Check me sum – What They Are and Why They Matter

The concept of a checksum is an important concept within cyber security. Grasping the idea behind it, I felt, would be a solid step towards establishing a good basic understanding of today’s IT landscape.

So what is a checksum and how does it work?

What is a Checksum?

A checksum is a small block of digital data used to detect errors or altering that may have been introduced during its storage or transmission.

Definition by Wikipedia

How is a Checksum Generated?

The process is rather simple, the underlying algorithms are not. For the start, a rough understanding will, however, suffice.

To start, the algorithms will take data, which often comes in the form of files, as input.

------------        ---------------       --------------
|          |        |    Hash     |       |            |
|   File   | ---->  |  algorithm  | ----> |  Checksum  |
|          |        |             |       |            |
------------        ---------------       --------------

The data is processed by the algorithm and in the end turned into a checksum. Depending on which algorithm is used, completely different checksums for the same file will be generated.

# Hash algorithms: MD2, MD4, MD5, SHA, SHA224, SHA256, SHA512, RIPEMD160...

# The same file used as input for different hashing algorithms
# The results are completely different hashes with varying lengths 

MD5       = 9f53caffee2e9bf83778f9674c37282e 
RIPEMD160 = dea18ea779e2bc35ada84acfdde109ab266c1315 
SHA      = c3170b1fe2045687641ca30b9de43c0f27af8bb3 
SHA224    = 791e4d9a1024b454e5152eaed594fdd72f03374eb6464267424b708c 
SHA256    = fee8f65099e5c392e1019e64894a138cfccfcd5a8b966f0aaf93eb2433ff8119

2 Useful Checksum Characteristics

Checksums have two very useful characteristics, which is why they are used everywhere in today’s computer world.

  1. They do not change if the underlying data (or file) is not altered
  2. They change dramatically if the underlying data (or file) is altered

Because of these two features, they are particularly useful when it comes to establishing whether files have been altered. A common use is when it comes to downloading installer files. As the installation of a file poses an imminent threat on computer security, the creators of the program, will then verify that the file is the one one they say it is.
Generating a Checksum for a file

Here, we will quickly calculate a checksum for a file under Linux/Mac in order to demonstrate the process. We will use a file myfile.txt and run the MD5 hash algorithm over it.

Input                                           Output
------------------        ---------------       --------------------------------------
|                |        |    MD5      |       |                                    |
|   myfile.txt   | ---->  |  algorithm  | ----> |  9f53caffee2e9bf83778f9674c37282e  |
|                |        |             |       |                                    |
------------------        ---------------       --------------------------------------

To start, we will first have to create the file.

$ echo "hello" > myfile.txt
$ cat myfile.txt

We are creating the file myfile.txt and are writing ‘hello’ to it.
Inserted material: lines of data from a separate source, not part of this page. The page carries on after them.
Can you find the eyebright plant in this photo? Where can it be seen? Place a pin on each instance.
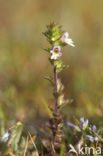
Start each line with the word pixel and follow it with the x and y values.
pixel 57 39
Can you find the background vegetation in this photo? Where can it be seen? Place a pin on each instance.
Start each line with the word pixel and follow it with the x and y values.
pixel 24 93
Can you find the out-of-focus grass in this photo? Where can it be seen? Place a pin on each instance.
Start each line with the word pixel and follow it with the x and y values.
pixel 23 63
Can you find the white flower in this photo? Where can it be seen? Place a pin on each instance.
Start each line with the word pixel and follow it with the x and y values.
pixel 65 38
pixel 5 137
pixel 56 52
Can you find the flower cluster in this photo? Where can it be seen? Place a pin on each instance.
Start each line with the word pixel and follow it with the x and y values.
pixel 82 126
pixel 56 51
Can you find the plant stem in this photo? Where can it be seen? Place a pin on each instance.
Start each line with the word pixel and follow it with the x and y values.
pixel 55 89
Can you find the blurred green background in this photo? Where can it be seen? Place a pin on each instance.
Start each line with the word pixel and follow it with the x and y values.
pixel 23 64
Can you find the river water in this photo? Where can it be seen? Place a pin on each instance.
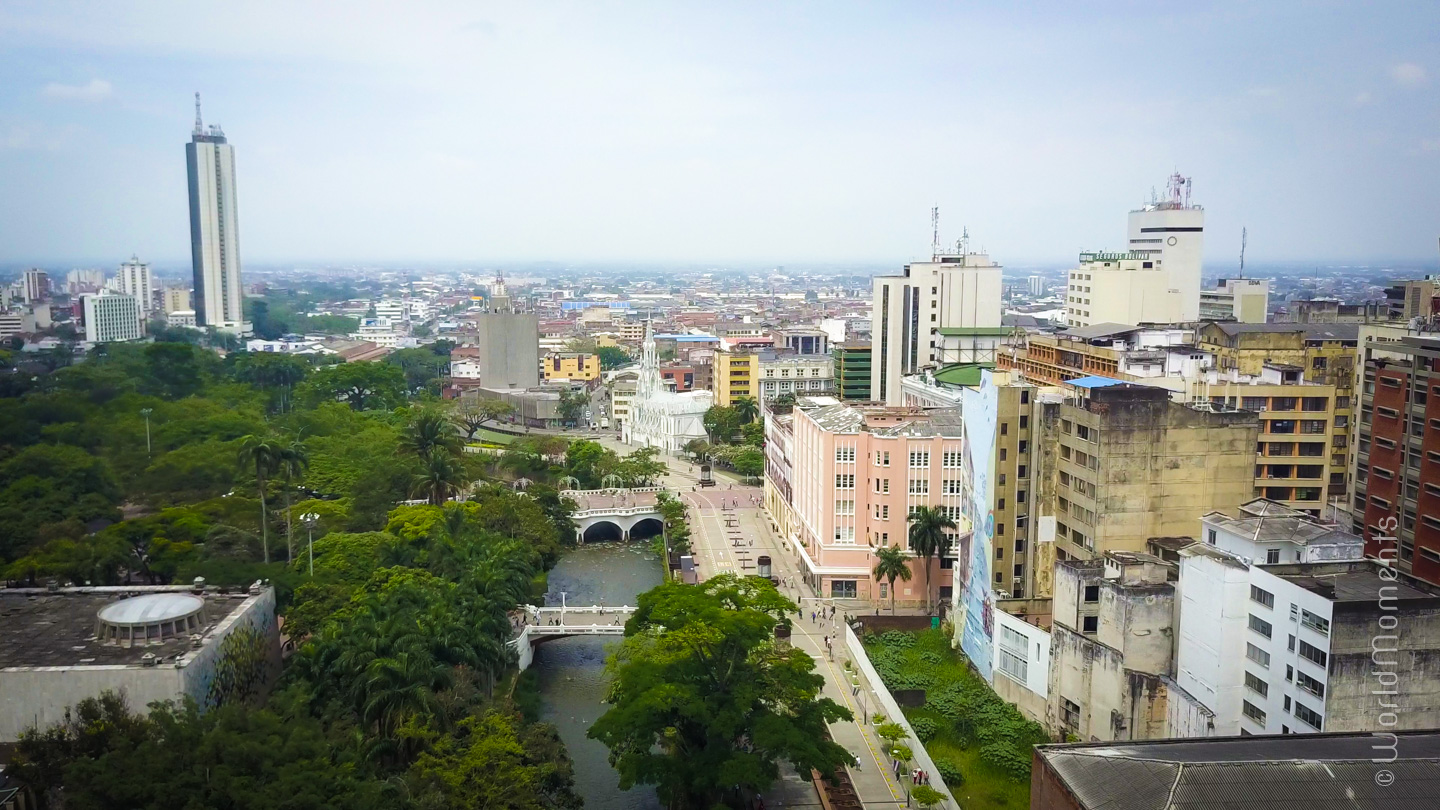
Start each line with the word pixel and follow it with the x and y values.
pixel 572 670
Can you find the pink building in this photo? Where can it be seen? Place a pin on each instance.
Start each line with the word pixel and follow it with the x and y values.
pixel 856 474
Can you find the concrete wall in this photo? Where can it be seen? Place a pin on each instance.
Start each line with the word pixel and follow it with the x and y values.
pixel 509 349
pixel 39 696
pixel 1361 691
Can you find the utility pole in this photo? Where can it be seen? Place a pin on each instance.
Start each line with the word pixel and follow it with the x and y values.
pixel 310 518
pixel 146 414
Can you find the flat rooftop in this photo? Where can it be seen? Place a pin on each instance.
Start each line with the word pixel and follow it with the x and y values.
pixel 41 627
pixel 1299 771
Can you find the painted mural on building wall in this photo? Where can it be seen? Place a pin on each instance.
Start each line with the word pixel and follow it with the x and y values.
pixel 975 603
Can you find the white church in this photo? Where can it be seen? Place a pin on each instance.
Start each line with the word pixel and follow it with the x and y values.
pixel 660 417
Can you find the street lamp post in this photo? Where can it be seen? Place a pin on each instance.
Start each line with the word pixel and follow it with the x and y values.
pixel 310 519
pixel 146 414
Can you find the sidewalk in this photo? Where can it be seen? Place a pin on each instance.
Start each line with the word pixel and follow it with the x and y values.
pixel 873 780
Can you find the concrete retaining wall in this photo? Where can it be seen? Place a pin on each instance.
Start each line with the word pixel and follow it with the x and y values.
pixel 871 679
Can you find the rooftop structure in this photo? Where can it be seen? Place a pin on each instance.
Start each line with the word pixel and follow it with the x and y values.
pixel 156 643
pixel 1319 771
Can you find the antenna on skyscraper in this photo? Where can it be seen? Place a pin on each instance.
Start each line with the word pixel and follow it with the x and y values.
pixel 935 234
pixel 1244 237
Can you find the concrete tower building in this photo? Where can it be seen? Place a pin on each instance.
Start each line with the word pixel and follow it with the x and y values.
pixel 1172 231
pixel 215 232
pixel 959 290
pixel 134 280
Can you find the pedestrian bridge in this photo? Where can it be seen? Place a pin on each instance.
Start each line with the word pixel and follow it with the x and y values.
pixel 622 509
pixel 549 623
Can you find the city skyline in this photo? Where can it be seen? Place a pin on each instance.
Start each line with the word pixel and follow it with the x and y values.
pixel 691 136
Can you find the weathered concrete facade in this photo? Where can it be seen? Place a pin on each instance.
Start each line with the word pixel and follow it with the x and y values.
pixel 1131 464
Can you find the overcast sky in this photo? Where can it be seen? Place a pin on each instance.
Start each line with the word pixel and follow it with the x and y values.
pixel 720 131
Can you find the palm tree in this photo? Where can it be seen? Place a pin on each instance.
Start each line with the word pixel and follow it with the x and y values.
pixel 428 433
pixel 892 564
pixel 746 408
pixel 294 460
pixel 262 454
pixel 439 477
pixel 929 529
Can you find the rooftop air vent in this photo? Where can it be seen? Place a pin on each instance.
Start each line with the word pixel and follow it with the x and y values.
pixel 150 619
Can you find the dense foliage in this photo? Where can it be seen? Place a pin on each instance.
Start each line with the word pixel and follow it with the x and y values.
pixel 975 738
pixel 153 463
pixel 704 704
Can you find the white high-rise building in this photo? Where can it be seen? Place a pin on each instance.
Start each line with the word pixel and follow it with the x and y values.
pixel 111 316
pixel 1172 231
pixel 215 232
pixel 949 291
pixel 133 278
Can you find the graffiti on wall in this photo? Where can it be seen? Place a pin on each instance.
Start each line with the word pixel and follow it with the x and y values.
pixel 975 616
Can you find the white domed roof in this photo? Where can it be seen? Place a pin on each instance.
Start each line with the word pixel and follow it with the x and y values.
pixel 151 608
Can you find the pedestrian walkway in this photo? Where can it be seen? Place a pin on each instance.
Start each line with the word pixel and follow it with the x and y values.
pixel 713 538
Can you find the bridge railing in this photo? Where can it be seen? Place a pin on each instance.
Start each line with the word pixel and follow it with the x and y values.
pixel 617 510
pixel 614 490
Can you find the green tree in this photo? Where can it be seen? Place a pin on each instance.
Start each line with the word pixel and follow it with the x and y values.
pixel 363 385
pixel 474 415
pixel 612 356
pixel 704 704
pixel 929 535
pixel 722 423
pixel 892 564
pixel 294 460
pixel 429 431
pixel 441 476
pixel 573 401
pixel 262 456
pixel 926 796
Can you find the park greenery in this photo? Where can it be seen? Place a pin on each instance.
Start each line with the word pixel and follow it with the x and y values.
pixel 981 745
pixel 163 461
pixel 704 704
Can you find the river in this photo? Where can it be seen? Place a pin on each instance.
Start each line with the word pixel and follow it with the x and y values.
pixel 572 670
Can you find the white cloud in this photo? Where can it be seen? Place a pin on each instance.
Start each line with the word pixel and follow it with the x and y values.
pixel 97 90
pixel 1409 74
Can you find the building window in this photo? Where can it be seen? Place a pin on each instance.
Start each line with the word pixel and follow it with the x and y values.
pixel 1314 655
pixel 1257 686
pixel 1070 714
pixel 1309 717
pixel 1260 626
pixel 1315 623
pixel 1309 685
pixel 1014 666
pixel 1257 655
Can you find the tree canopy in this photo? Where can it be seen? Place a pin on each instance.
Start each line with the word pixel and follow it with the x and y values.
pixel 704 704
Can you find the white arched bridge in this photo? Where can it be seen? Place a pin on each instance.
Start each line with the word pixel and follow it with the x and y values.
pixel 615 513
pixel 549 623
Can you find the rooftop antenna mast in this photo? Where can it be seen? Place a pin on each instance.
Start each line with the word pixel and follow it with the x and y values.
pixel 935 234
pixel 1244 237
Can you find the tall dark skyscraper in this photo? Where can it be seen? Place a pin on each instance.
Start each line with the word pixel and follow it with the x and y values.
pixel 215 232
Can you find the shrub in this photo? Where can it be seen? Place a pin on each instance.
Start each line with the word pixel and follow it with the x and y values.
pixel 925 728
pixel 951 773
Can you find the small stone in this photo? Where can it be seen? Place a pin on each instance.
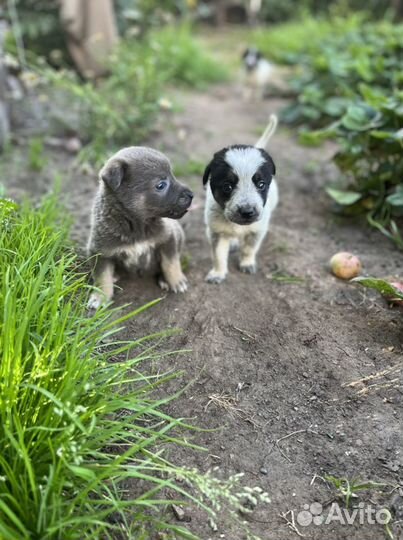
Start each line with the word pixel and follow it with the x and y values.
pixel 179 512
pixel 73 145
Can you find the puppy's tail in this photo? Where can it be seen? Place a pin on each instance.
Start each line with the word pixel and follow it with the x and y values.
pixel 268 132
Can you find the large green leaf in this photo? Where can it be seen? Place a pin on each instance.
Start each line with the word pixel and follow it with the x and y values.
pixel 380 285
pixel 345 198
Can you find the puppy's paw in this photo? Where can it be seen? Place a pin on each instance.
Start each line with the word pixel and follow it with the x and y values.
pixel 248 268
pixel 95 301
pixel 180 285
pixel 163 284
pixel 215 277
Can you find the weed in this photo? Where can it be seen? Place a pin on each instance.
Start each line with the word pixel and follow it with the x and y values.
pixel 36 156
pixel 78 420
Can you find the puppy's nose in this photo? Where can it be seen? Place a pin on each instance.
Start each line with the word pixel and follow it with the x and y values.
pixel 186 198
pixel 247 211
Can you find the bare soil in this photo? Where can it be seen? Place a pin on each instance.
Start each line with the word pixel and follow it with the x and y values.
pixel 272 355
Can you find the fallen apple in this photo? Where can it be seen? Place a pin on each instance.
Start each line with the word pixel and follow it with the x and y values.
pixel 345 265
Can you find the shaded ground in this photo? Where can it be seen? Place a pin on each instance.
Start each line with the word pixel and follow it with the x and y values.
pixel 271 356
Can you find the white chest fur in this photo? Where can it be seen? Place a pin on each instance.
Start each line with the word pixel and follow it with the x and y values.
pixel 131 254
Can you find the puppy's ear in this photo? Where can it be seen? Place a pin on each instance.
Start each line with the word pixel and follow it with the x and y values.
pixel 206 174
pixel 273 165
pixel 113 173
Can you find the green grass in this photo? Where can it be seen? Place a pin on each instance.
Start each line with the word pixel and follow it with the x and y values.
pixel 36 154
pixel 78 418
pixel 122 109
pixel 285 43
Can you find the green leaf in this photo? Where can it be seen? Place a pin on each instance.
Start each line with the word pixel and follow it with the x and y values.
pixel 345 198
pixel 380 285
pixel 396 198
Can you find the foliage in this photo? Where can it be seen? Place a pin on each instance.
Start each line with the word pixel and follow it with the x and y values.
pixel 274 11
pixel 385 288
pixel 138 16
pixel 290 42
pixel 348 84
pixel 39 24
pixel 120 110
pixel 36 157
pixel 78 420
pixel 349 489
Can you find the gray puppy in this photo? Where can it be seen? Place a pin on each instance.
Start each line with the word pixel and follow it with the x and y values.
pixel 133 218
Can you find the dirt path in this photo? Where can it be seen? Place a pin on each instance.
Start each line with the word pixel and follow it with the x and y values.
pixel 280 352
pixel 270 358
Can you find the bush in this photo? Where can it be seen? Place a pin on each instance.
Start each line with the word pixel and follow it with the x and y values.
pixel 347 83
pixel 78 420
pixel 120 110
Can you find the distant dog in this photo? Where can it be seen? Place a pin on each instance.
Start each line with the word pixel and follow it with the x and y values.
pixel 258 73
pixel 133 218
pixel 241 196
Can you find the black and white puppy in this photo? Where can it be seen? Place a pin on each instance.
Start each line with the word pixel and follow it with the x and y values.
pixel 258 73
pixel 134 218
pixel 241 196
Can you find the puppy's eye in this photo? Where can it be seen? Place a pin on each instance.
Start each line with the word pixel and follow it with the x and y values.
pixel 163 184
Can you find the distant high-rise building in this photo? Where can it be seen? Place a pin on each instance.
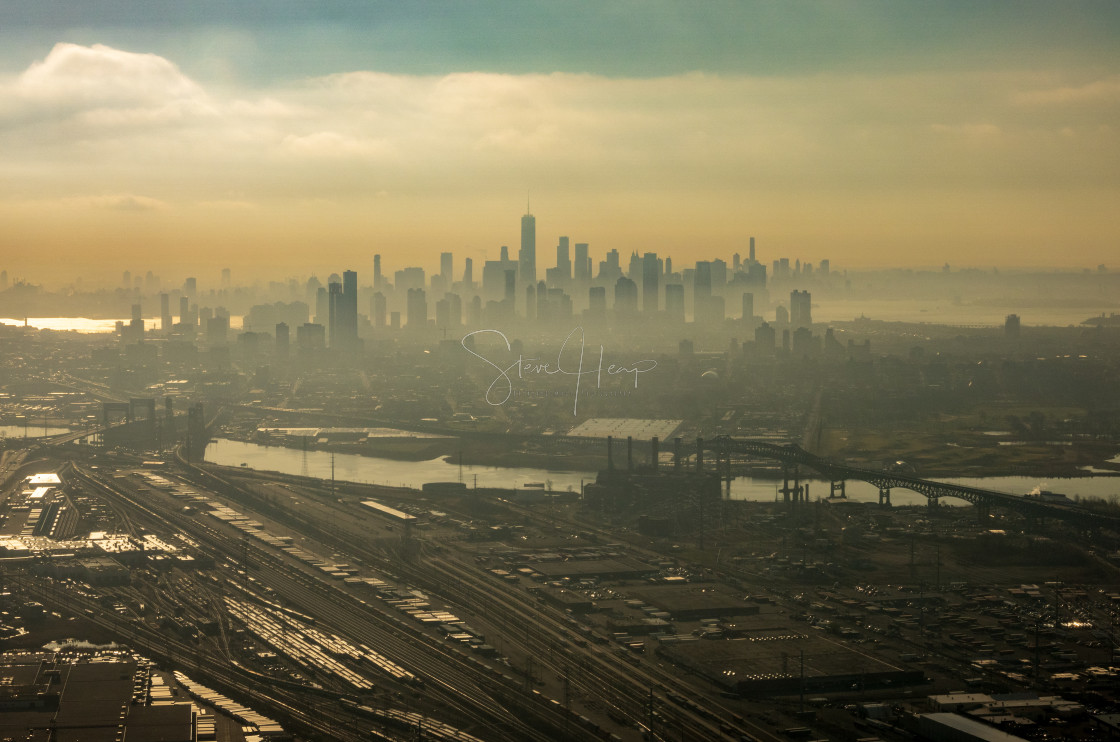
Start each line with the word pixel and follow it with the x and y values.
pixel 701 291
pixel 651 283
pixel 765 339
pixel 582 266
pixel 609 269
pixel 625 298
pixel 322 306
pixel 335 315
pixel 563 260
pixel 409 278
pixel 526 259
pixel 801 309
pixel 310 336
pixel 217 331
pixel 446 260
pixel 379 309
pixel 1011 326
pixel 283 340
pixel 674 302
pixel 597 302
pixel 417 308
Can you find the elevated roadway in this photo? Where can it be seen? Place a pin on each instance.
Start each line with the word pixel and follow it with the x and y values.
pixel 793 456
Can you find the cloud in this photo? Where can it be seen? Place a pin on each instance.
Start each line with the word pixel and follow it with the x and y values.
pixel 102 120
pixel 100 75
pixel 127 203
pixel 1098 91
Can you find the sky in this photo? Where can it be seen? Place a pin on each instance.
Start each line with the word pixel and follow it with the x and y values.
pixel 287 138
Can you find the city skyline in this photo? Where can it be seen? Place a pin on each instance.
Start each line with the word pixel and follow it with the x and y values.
pixel 268 138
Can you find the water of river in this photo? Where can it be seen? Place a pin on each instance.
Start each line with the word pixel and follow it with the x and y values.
pixel 29 432
pixel 369 470
pixel 89 326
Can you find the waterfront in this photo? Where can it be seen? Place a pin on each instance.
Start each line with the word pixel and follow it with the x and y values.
pixel 370 470
pixel 29 430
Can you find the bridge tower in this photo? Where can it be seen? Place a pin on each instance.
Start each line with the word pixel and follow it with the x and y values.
pixel 794 493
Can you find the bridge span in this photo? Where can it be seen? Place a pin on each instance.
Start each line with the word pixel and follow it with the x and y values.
pixel 793 457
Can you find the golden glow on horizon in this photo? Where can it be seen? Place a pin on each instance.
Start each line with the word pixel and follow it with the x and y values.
pixel 119 160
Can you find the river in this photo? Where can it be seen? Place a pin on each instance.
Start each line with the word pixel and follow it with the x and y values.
pixel 29 432
pixel 369 470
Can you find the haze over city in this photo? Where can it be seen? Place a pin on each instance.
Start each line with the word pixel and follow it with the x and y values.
pixel 559 372
pixel 280 138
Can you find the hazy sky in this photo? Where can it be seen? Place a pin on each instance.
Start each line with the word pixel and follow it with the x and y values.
pixel 292 137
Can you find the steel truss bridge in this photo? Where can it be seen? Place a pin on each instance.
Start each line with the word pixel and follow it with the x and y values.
pixel 793 457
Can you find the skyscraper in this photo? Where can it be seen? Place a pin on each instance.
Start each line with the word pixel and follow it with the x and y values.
pixel 801 309
pixel 582 267
pixel 526 258
pixel 417 308
pixel 651 286
pixel 563 260
pixel 335 315
pixel 446 260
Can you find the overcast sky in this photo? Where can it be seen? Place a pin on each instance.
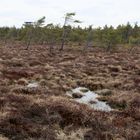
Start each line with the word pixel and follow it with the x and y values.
pixel 96 12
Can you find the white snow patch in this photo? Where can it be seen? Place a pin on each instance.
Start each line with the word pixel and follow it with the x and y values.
pixel 32 85
pixel 90 98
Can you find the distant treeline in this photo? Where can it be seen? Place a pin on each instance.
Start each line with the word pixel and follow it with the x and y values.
pixel 52 34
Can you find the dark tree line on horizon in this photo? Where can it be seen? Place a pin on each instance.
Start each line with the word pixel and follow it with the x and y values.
pixel 50 34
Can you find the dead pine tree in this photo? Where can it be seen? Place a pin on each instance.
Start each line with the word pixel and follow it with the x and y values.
pixel 68 19
pixel 89 38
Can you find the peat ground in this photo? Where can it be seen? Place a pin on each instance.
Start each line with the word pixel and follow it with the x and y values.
pixel 45 112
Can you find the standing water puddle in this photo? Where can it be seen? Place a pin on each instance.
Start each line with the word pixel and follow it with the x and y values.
pixel 90 98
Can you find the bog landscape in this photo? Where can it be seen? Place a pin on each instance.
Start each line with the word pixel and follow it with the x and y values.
pixel 68 82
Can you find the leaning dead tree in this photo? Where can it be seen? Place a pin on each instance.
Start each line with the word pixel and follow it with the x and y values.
pixel 33 30
pixel 68 19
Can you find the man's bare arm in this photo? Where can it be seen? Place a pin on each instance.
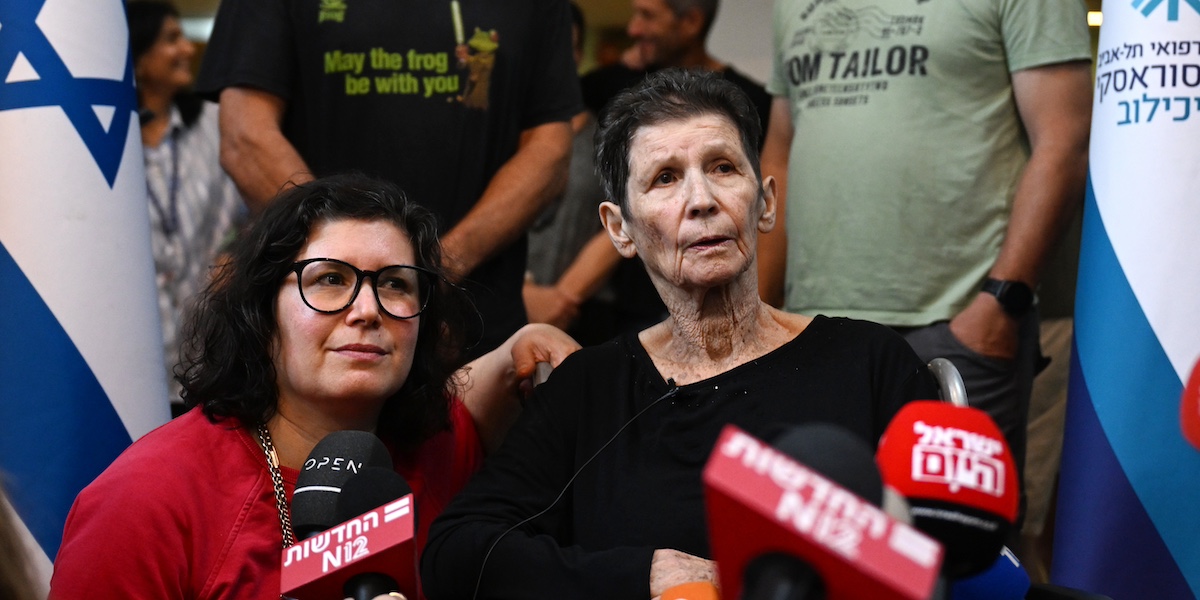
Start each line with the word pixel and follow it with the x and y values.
pixel 1055 105
pixel 253 149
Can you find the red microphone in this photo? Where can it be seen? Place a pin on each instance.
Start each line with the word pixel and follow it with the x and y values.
pixel 1189 408
pixel 955 469
pixel 789 525
pixel 694 591
pixel 365 556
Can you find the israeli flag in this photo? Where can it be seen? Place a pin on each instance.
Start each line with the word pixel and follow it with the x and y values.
pixel 1127 517
pixel 81 348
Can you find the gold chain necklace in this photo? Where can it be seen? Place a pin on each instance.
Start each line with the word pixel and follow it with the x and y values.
pixel 281 502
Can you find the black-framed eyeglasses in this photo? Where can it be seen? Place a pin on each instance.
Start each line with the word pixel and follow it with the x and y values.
pixel 329 286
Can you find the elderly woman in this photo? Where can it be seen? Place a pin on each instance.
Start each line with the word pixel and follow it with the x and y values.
pixel 331 315
pixel 195 207
pixel 622 431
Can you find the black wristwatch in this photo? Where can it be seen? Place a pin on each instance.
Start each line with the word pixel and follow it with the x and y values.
pixel 1014 297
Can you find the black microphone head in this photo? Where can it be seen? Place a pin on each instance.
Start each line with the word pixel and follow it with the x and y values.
pixel 369 490
pixel 835 454
pixel 972 538
pixel 333 461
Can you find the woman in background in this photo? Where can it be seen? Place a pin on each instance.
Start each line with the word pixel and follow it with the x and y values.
pixel 195 208
pixel 333 313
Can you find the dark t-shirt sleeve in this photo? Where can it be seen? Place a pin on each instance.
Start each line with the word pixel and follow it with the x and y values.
pixel 517 491
pixel 251 46
pixel 555 94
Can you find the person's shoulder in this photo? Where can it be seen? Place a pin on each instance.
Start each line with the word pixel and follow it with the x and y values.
pixel 868 329
pixel 166 454
pixel 742 79
pixel 601 354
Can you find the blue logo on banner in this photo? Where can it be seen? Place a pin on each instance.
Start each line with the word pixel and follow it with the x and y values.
pixel 1173 7
pixel 54 85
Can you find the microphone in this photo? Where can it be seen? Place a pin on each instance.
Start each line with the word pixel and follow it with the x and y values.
pixel 955 469
pixel 333 461
pixel 694 591
pixel 1189 408
pixel 371 552
pixel 780 529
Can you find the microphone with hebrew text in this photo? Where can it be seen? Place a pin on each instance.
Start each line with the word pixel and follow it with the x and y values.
pixel 781 529
pixel 957 472
pixel 372 552
pixel 331 462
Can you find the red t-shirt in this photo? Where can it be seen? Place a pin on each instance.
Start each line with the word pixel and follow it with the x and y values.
pixel 189 513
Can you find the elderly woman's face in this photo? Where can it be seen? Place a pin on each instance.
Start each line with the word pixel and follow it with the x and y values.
pixel 354 359
pixel 694 203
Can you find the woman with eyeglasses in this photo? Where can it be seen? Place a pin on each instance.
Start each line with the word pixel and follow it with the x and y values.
pixel 333 313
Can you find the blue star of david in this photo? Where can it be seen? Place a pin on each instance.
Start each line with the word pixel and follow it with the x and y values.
pixel 55 87
pixel 1173 7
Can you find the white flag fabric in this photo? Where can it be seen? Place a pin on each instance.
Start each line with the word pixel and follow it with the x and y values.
pixel 81 351
pixel 1127 523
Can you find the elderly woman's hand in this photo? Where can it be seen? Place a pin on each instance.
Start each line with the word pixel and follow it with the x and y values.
pixel 495 383
pixel 539 342
pixel 670 568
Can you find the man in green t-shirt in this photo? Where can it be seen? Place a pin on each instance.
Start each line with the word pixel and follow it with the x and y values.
pixel 930 155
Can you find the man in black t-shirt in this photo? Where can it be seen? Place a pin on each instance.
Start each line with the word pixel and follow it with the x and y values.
pixel 465 105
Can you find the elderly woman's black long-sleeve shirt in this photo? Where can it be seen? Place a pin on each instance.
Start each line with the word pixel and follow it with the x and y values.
pixel 643 491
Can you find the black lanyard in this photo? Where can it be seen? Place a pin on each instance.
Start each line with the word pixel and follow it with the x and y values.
pixel 169 215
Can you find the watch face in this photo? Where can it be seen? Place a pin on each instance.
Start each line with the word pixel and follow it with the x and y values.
pixel 1014 295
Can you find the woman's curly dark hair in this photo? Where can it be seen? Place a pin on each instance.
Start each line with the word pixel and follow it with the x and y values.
pixel 229 335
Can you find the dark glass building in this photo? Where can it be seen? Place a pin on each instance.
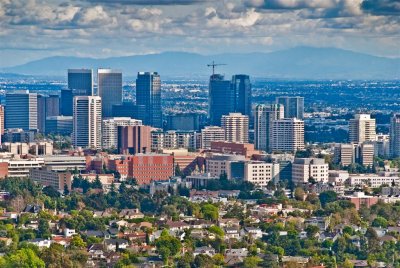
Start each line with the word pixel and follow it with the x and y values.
pixel 220 99
pixel 21 111
pixel 183 121
pixel 294 106
pixel 242 90
pixel 80 83
pixel 148 94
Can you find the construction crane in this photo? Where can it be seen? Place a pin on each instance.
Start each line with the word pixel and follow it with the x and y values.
pixel 213 64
We quickly print the contents of the file, in order to verify that everything worked as planned. Next, we are using openssl and invoke the MD5 algorithm on the file.

$ openssl md5 myfile.txt
MD5 (myfile.txt) = b1946ac92492d2347c6235b4d2611184

The algorithm then returns us a hash, which we can use as a reference point to see whether the file has been altered. Just to show you that the algorithm doesn’t calculate a new checksum if the file hasn’t been changed, once again call the MD5 function, providing us with exactly the same hash.

$ openssl md5 myfile.txt
MD5 (myfile.txt) = b1946ac92492d2347c6235b4d2611184

Then we are altering the file by changing one character from ‘hello’ to ‘hallo’ and re-run the algorithm.

$ echo "hallo" > myfile.txt
$ openssl md5 myfile.txt
MD5 (myfile.txt) = 9f53caffee2e9bf83778f9674c37282e

The output is completely different from the previous one. If we compare the two, we can directly see, without even looking at the file, that the file has been tampered with.

MD5 (original myfile.txt) = b1946ac92492d2347c6235b4d2611184
MD5 (tampered myfile.txt) = 9f53caffee2e9bf83778f9674c37282e

This is the power of checksums.

In upcoming posts, we will see how checksums are used to provide authenticity in combination with digital signatures.